谢道韫却又道:“卫将军,我朝的渊源不知你可了解?孝元皇帝出自于东海王越一系,当年东海王越曾通过并州刺史刘辊请得鲜卑拓跋氏出兵相助,因此近百年来,我朝始终与拓跋氏交好,但慕容氏不同,他曾从成都王颖与东海王越作战,原本这倒也罢了,慕容廆、慕容皝父子二人亦事我朝,然则自慕容皝子慕容儁开始,先于黄河岸边射杀因冉闵之乱欲南投的数十万中原士民,后去燕王号,僭越称帝,又大举进攻我朝,致使黄河以南尽丧,再往后则是刘牢之大败于慕容垂之手,两万北府精锐尽没,所以,我朝与慕容氏有着不解之仇啊!
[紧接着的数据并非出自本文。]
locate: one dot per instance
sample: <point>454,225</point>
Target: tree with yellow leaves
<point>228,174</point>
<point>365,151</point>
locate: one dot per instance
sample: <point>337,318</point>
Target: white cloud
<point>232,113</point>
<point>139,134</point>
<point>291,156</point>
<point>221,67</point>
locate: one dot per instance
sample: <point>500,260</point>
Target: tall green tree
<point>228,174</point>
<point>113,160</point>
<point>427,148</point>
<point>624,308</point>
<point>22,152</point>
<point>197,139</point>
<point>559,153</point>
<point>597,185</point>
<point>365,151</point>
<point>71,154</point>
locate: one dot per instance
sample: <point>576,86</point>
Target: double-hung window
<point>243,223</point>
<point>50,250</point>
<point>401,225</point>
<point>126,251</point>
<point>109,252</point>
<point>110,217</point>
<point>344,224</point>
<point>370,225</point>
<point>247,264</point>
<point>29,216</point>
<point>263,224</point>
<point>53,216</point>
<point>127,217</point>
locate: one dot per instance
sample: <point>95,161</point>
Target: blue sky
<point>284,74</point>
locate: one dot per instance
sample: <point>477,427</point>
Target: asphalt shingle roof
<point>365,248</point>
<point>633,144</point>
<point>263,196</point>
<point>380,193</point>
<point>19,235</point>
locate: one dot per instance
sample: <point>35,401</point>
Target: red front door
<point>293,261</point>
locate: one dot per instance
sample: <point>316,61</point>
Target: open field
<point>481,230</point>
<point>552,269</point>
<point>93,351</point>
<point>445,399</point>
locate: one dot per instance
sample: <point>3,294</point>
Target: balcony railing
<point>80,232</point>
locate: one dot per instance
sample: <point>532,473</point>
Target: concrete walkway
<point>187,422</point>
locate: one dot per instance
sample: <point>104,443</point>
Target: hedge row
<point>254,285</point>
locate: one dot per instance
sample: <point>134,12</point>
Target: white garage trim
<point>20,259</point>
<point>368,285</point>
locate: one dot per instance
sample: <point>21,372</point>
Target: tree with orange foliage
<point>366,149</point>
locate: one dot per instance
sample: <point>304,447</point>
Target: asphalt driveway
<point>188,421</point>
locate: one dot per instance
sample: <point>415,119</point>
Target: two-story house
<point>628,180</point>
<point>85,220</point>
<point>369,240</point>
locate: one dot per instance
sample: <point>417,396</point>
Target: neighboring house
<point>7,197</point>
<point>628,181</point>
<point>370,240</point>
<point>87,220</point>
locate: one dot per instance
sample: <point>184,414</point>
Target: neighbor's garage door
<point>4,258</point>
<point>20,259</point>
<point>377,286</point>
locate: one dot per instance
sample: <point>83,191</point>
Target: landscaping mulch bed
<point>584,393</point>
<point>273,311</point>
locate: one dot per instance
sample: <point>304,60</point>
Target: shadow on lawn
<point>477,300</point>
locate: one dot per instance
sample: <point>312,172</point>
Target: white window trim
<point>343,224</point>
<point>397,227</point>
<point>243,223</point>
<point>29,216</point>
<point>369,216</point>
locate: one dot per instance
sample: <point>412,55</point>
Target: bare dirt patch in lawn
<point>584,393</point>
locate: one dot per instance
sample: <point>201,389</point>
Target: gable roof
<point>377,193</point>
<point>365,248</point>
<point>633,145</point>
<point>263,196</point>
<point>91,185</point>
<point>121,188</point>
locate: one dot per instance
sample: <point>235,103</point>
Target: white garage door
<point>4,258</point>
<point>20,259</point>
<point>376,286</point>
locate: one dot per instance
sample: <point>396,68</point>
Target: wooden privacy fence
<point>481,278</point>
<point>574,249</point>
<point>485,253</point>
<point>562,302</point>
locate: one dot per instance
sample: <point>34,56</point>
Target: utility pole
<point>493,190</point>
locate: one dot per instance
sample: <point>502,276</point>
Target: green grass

卫将军,你的意思妾明白,如能组建骑兵,会稽实力定会大增,而交换战马虽然与拓跋氏交换最为妥当,但此事需偷偷摸摸进行,不如走海路与慕容氏交易来的顺畅,只是,你考虑过没有,慕容氏怎肯与你交换,妾唯恐你马未换到,人却没在了燕地,这让王家侄女如何是好?孙恩再来又如何是好?”
随着谢道韫的话音落下,王蔓与小兰均把担心的目光投了过去。
卫风施礼道:“末将多谢谢夫人关心,不过,此燕国已不同于彼燕国,自拓跋氏攻破中山之后,燕国分裂为南燕与北燕,南燕时常侵扰我朝淮北一带,于情于理,末将都不会与他来往,末将前去的乃是辽东的北燕。
北燕国力虚弱,以龙城(今辽宁朝阳)为都,现国主是慕容宝之子慕容盛,去年,慕容宝被外戚兰汗轼杀,慕容盛不听部下劝阻,只身入龙城奔丧,并含垢忍辱,屈身事仇,终于数月后以离间计斩杀兰汗,成功登上燕主大位,由此可见其人果敢刚毅,素有智谋,他如何能不明白恶劣形势?
北燕的大敌是拓跋氏,而不是我江东,末将以他急需的粮草、盐铁交换战马,他理当心动,请府君与谢夫人放心便是,若无万全把握,末将岂敢深入虎穴?”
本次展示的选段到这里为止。